Rory has never properly held a sword before. It only seems to be getting heavier. It is. He lifts it in the air. Egor shakes his head. ‘Don’t use it,’ he advises. ‘Use your head!’
Use your head? Rory really feels he should at least be swinging this heavy blade about a bit rather than just standing here, but then he sees it in the reflection of the sword: a rowing boat. A small cockboat tied on for emergencies. They could sail away in it. Freedom. Escape. He nods at Egor, who winks back, tipping his head. ‘You got it!’
Rory makes his way to the boat and climbs in.
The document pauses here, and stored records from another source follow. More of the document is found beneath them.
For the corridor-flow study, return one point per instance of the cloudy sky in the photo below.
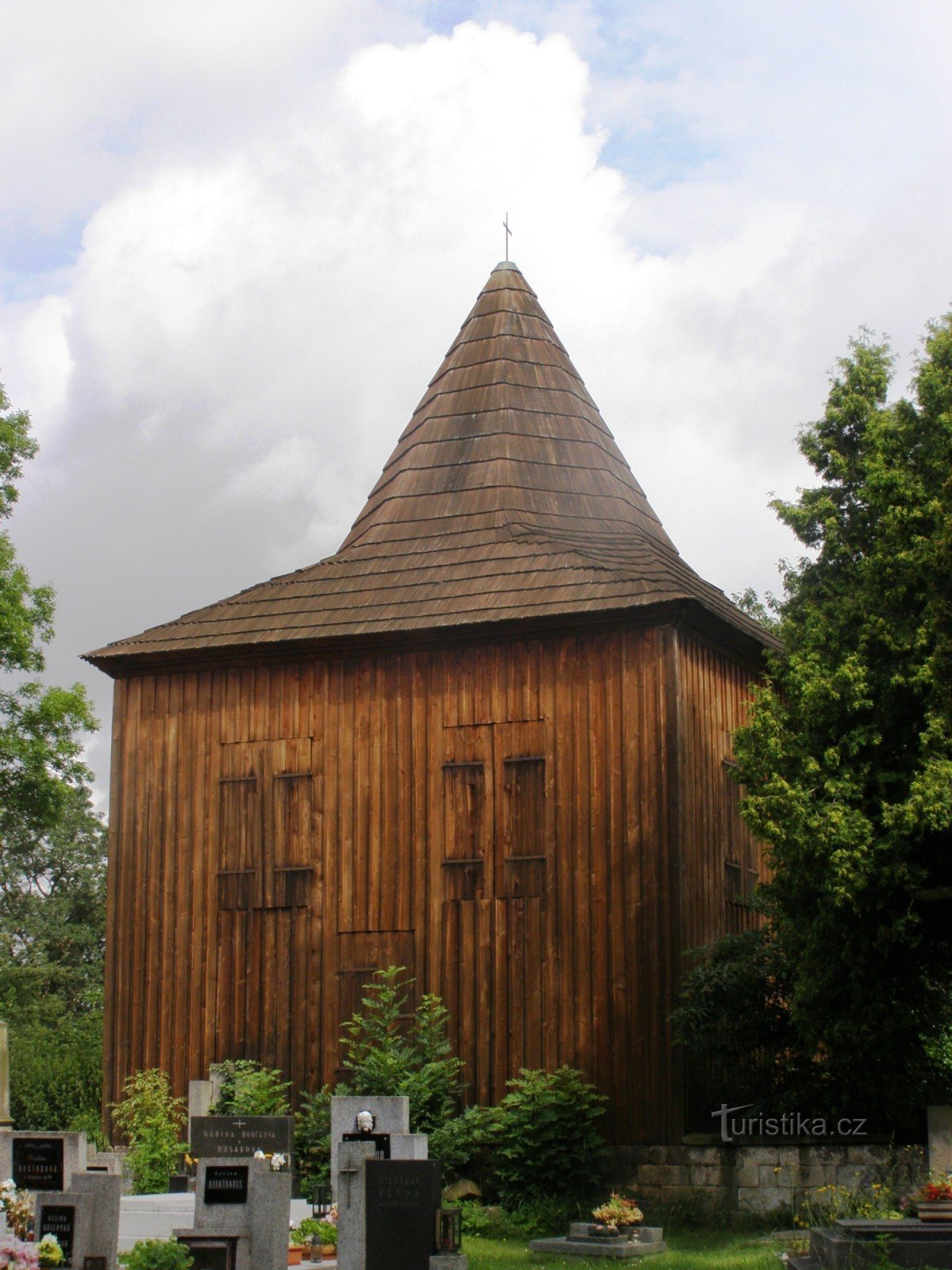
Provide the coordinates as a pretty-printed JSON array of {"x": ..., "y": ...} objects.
[{"x": 239, "y": 237}]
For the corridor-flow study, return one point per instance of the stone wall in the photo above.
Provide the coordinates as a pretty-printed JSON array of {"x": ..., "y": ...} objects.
[{"x": 763, "y": 1180}]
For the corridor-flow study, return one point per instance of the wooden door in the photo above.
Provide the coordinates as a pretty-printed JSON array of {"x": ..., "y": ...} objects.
[
  {"x": 268, "y": 852},
  {"x": 498, "y": 833}
]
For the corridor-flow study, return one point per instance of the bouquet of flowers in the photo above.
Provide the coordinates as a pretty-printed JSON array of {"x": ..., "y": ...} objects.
[
  {"x": 619, "y": 1210},
  {"x": 16, "y": 1255},
  {"x": 18, "y": 1206},
  {"x": 936, "y": 1189},
  {"x": 50, "y": 1251}
]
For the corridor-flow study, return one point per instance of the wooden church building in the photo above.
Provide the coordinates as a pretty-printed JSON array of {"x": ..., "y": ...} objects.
[{"x": 488, "y": 740}]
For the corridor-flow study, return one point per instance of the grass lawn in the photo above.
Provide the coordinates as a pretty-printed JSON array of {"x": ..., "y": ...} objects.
[{"x": 687, "y": 1250}]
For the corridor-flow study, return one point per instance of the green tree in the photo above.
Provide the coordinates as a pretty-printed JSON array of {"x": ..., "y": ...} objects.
[
  {"x": 41, "y": 751},
  {"x": 152, "y": 1121},
  {"x": 847, "y": 757},
  {"x": 387, "y": 1051},
  {"x": 52, "y": 916},
  {"x": 249, "y": 1089},
  {"x": 52, "y": 856}
]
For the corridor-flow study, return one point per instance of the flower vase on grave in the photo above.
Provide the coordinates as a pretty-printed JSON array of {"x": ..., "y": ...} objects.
[{"x": 935, "y": 1210}]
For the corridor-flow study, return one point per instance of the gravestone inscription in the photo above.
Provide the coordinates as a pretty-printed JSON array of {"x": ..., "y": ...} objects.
[
  {"x": 60, "y": 1219},
  {"x": 381, "y": 1142},
  {"x": 38, "y": 1164},
  {"x": 226, "y": 1184},
  {"x": 241, "y": 1216},
  {"x": 403, "y": 1197},
  {"x": 240, "y": 1134},
  {"x": 88, "y": 1210}
]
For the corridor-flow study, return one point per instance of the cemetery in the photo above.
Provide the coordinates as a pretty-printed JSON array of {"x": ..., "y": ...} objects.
[{"x": 456, "y": 879}]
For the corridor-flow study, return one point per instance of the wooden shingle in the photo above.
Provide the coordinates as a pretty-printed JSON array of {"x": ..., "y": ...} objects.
[{"x": 505, "y": 499}]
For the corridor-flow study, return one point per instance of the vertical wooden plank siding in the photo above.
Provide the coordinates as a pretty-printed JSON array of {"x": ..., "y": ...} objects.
[
  {"x": 716, "y": 845},
  {"x": 535, "y": 829}
]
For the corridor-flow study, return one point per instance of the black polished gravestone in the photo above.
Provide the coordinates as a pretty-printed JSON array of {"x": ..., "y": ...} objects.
[
  {"x": 60, "y": 1219},
  {"x": 211, "y": 1254},
  {"x": 381, "y": 1142},
  {"x": 213, "y": 1136},
  {"x": 37, "y": 1164},
  {"x": 226, "y": 1184},
  {"x": 403, "y": 1198}
]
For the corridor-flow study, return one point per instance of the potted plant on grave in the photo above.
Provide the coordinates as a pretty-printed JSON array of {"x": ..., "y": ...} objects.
[
  {"x": 17, "y": 1255},
  {"x": 298, "y": 1246},
  {"x": 933, "y": 1199},
  {"x": 619, "y": 1214},
  {"x": 50, "y": 1251},
  {"x": 328, "y": 1236},
  {"x": 18, "y": 1206}
]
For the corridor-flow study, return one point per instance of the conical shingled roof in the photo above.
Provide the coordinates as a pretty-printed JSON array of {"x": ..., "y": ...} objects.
[{"x": 505, "y": 499}]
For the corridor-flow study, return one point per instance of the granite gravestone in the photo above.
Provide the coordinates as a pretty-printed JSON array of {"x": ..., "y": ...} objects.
[
  {"x": 59, "y": 1219},
  {"x": 352, "y": 1208},
  {"x": 38, "y": 1164},
  {"x": 241, "y": 1216},
  {"x": 42, "y": 1161},
  {"x": 403, "y": 1198},
  {"x": 391, "y": 1115},
  {"x": 939, "y": 1127},
  {"x": 86, "y": 1217}
]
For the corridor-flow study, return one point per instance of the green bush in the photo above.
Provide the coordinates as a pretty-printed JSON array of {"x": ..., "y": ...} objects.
[
  {"x": 158, "y": 1255},
  {"x": 314, "y": 1227},
  {"x": 249, "y": 1089},
  {"x": 549, "y": 1145},
  {"x": 531, "y": 1221},
  {"x": 386, "y": 1054},
  {"x": 313, "y": 1140},
  {"x": 465, "y": 1145},
  {"x": 56, "y": 1075},
  {"x": 152, "y": 1121}
]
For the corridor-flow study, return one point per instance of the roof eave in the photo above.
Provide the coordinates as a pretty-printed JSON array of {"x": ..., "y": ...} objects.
[{"x": 747, "y": 641}]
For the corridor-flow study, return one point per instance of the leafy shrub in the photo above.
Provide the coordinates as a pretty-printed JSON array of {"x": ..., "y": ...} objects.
[
  {"x": 314, "y": 1227},
  {"x": 313, "y": 1140},
  {"x": 549, "y": 1142},
  {"x": 249, "y": 1089},
  {"x": 158, "y": 1255},
  {"x": 386, "y": 1056},
  {"x": 56, "y": 1075},
  {"x": 152, "y": 1122},
  {"x": 465, "y": 1145}
]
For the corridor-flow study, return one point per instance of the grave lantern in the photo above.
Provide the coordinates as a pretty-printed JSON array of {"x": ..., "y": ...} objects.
[
  {"x": 321, "y": 1202},
  {"x": 450, "y": 1230}
]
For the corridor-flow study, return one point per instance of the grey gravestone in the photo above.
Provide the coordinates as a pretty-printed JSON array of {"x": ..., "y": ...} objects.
[
  {"x": 230, "y": 1235},
  {"x": 60, "y": 1221},
  {"x": 409, "y": 1146},
  {"x": 403, "y": 1197},
  {"x": 391, "y": 1115},
  {"x": 86, "y": 1216},
  {"x": 352, "y": 1208},
  {"x": 215, "y": 1136},
  {"x": 939, "y": 1123},
  {"x": 42, "y": 1161}
]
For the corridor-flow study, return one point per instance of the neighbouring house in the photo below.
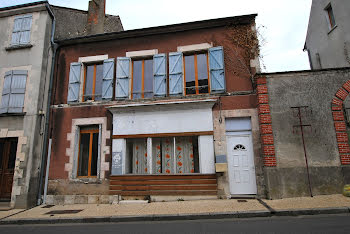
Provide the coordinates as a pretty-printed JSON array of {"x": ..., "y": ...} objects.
[
  {"x": 157, "y": 113},
  {"x": 25, "y": 63},
  {"x": 328, "y": 35},
  {"x": 304, "y": 122},
  {"x": 26, "y": 54}
]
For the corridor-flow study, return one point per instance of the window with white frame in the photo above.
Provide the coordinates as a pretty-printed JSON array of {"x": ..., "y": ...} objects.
[
  {"x": 13, "y": 92},
  {"x": 145, "y": 75},
  {"x": 170, "y": 155},
  {"x": 21, "y": 30}
]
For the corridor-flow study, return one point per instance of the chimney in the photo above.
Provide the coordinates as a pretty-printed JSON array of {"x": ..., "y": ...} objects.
[{"x": 96, "y": 17}]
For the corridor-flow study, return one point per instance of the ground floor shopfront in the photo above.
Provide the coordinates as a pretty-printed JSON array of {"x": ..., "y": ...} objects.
[{"x": 178, "y": 149}]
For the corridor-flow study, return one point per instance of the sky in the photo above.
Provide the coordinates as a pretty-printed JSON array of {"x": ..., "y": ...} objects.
[{"x": 281, "y": 23}]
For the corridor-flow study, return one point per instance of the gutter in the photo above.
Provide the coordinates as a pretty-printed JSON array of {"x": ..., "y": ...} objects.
[
  {"x": 54, "y": 48},
  {"x": 158, "y": 30}
]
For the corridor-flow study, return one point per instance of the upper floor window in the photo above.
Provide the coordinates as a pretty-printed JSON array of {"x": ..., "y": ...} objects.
[
  {"x": 142, "y": 78},
  {"x": 13, "y": 91},
  {"x": 91, "y": 81},
  {"x": 93, "y": 76},
  {"x": 196, "y": 73},
  {"x": 145, "y": 76},
  {"x": 330, "y": 16},
  {"x": 21, "y": 30}
]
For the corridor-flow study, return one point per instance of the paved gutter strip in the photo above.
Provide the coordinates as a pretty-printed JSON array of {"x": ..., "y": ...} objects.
[
  {"x": 173, "y": 217},
  {"x": 273, "y": 211},
  {"x": 335, "y": 210}
]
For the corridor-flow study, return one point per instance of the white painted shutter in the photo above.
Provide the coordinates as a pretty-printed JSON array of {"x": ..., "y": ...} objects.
[
  {"x": 123, "y": 77},
  {"x": 18, "y": 87},
  {"x": 107, "y": 82},
  {"x": 217, "y": 69},
  {"x": 25, "y": 29},
  {"x": 74, "y": 82},
  {"x": 6, "y": 90},
  {"x": 175, "y": 73},
  {"x": 159, "y": 75},
  {"x": 16, "y": 33}
]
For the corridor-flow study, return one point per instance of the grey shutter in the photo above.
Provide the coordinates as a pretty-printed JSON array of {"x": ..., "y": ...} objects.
[
  {"x": 17, "y": 26},
  {"x": 18, "y": 88},
  {"x": 74, "y": 82},
  {"x": 123, "y": 76},
  {"x": 6, "y": 90},
  {"x": 107, "y": 82},
  {"x": 76, "y": 152},
  {"x": 217, "y": 69},
  {"x": 159, "y": 75},
  {"x": 175, "y": 73},
  {"x": 25, "y": 29}
]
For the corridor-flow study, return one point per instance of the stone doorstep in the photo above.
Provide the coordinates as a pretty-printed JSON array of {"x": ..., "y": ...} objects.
[{"x": 115, "y": 199}]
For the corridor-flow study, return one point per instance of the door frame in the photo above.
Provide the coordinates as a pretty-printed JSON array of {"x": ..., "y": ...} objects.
[
  {"x": 250, "y": 136},
  {"x": 4, "y": 161}
]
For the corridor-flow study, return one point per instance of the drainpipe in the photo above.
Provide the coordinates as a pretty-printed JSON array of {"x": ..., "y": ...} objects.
[{"x": 54, "y": 48}]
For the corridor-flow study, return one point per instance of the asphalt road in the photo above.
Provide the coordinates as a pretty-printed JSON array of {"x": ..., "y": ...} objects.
[{"x": 301, "y": 224}]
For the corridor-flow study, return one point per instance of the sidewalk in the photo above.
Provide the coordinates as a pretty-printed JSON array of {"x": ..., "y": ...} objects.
[{"x": 179, "y": 210}]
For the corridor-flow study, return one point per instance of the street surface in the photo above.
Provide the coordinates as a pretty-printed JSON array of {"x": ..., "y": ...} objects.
[{"x": 301, "y": 224}]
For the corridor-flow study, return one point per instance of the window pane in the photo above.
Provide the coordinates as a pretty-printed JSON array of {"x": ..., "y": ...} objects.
[
  {"x": 331, "y": 16},
  {"x": 94, "y": 155},
  {"x": 137, "y": 153},
  {"x": 148, "y": 91},
  {"x": 186, "y": 153},
  {"x": 98, "y": 85},
  {"x": 137, "y": 79},
  {"x": 84, "y": 154},
  {"x": 2, "y": 146},
  {"x": 12, "y": 156},
  {"x": 190, "y": 75},
  {"x": 202, "y": 67},
  {"x": 89, "y": 82},
  {"x": 163, "y": 155}
]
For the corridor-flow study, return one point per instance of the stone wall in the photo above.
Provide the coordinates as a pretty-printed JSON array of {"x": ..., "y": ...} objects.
[{"x": 313, "y": 92}]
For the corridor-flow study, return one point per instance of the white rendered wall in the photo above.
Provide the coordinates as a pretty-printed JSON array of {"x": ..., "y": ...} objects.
[
  {"x": 163, "y": 119},
  {"x": 206, "y": 154}
]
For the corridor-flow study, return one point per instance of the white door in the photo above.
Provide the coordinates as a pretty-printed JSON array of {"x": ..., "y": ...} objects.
[{"x": 241, "y": 167}]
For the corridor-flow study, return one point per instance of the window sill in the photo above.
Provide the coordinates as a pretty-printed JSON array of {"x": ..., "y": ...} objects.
[
  {"x": 17, "y": 47},
  {"x": 332, "y": 29},
  {"x": 12, "y": 114}
]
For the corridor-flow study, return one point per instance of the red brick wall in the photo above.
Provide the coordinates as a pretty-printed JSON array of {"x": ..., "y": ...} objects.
[
  {"x": 339, "y": 123},
  {"x": 265, "y": 123}
]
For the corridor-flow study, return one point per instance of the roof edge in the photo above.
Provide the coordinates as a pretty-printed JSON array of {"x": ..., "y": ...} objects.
[
  {"x": 161, "y": 29},
  {"x": 23, "y": 5},
  {"x": 303, "y": 71}
]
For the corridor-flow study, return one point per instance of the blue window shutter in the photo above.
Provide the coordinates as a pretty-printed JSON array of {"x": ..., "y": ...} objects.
[
  {"x": 217, "y": 69},
  {"x": 159, "y": 75},
  {"x": 17, "y": 26},
  {"x": 107, "y": 82},
  {"x": 6, "y": 90},
  {"x": 74, "y": 82},
  {"x": 25, "y": 29},
  {"x": 123, "y": 77},
  {"x": 175, "y": 73}
]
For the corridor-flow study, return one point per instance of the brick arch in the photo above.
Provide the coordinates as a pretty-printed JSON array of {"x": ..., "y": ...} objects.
[{"x": 339, "y": 123}]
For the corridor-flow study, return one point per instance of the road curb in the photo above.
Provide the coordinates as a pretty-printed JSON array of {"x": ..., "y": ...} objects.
[
  {"x": 315, "y": 211},
  {"x": 174, "y": 217}
]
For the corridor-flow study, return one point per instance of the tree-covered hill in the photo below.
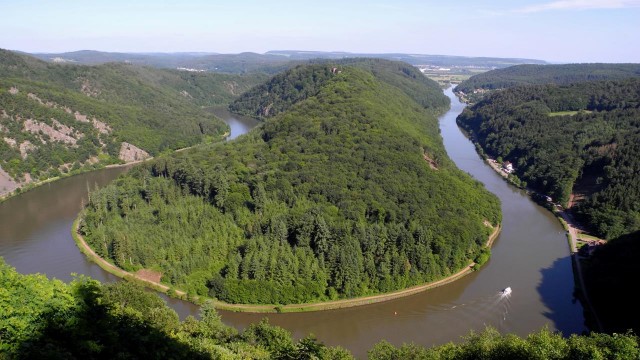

Not knowing how to lower it properly, he begins to gently cut the strands of the rope with the sword. Gently, gently, gently. Focus. Work. Work. The boat jolts. Sudden. Has he cut too much thread? Sweat trickles out of his forehead. Then it loosens. The boat slides towards me. Egor, grimacing, screaming, takes a punt, bravely throwing Lorali across the air and landing her in the boat. Perfectly. Next to Rory.
He laughs. So does she, but not for long. He still has to slice the ties of the rope.
The remaining Cavities lunge at them. Pulling at the rope. Screaming, wrestling. The ties are thinning now, the stiff salt-drenched rope beginning to untwine. I make it an easy landing. I don’t have to.
‘Rory!’ she cries. ‘You did it!’
They hold each other. Hard. But it isn’t o
ver yet.
LITTLE BOAT, I LOVE YOU
I can’t believe it. She is in my boat. OK, not my boat, but now it is, kind of.
‘I’m not a strong swimmer!’ I suddenly, inappropriately throw out there. ‘So in case I’m nervous, it’s, like, not cos of you or anything …’ It is true; I’m not a strong swimmer, but my chest is squeezing just being close to her.
I let out a deep sigh. ‘OK, OK, oars … paddles … whatever …’ I am shaking but I find them. ‘I can’t even unclip them.’ I panic. Lorali helps and manages to unhook them straight away, even with sore wrists.
The water is choppy and there isn’t even time to think; I just know we have to get away, but I don’t know where to or how long we’ll have to row for. I am so terrified even the backs of my eyeballs are pulsating. I can still hear the noises around, the grunts and groans and screams and explosions behind us.
‘Are you hurt?’ I ask her as I begin to paddle.
‘No, not really, are you?’
‘No. I’m so happy to see you, I really am.’
‘Me too. I thought I’d never see you again.’
The clang of swords, of metal and slicing, is still so loud, and the water so heavy, so difficult to paddle in. I look up and see Egor fighting and Momo too, and Oska shooting and, in the madness of it all, Jasper surprisingly looks down to me and screams, ‘Rory, don’t look back, don’t look back! Go far! Go far!’ And I nod as it’s the first time Jasper has spoken to me, and I paddle harder and faster with this new strength and encouragement and bombs and explosives are still happening and I am happy because they are all alive.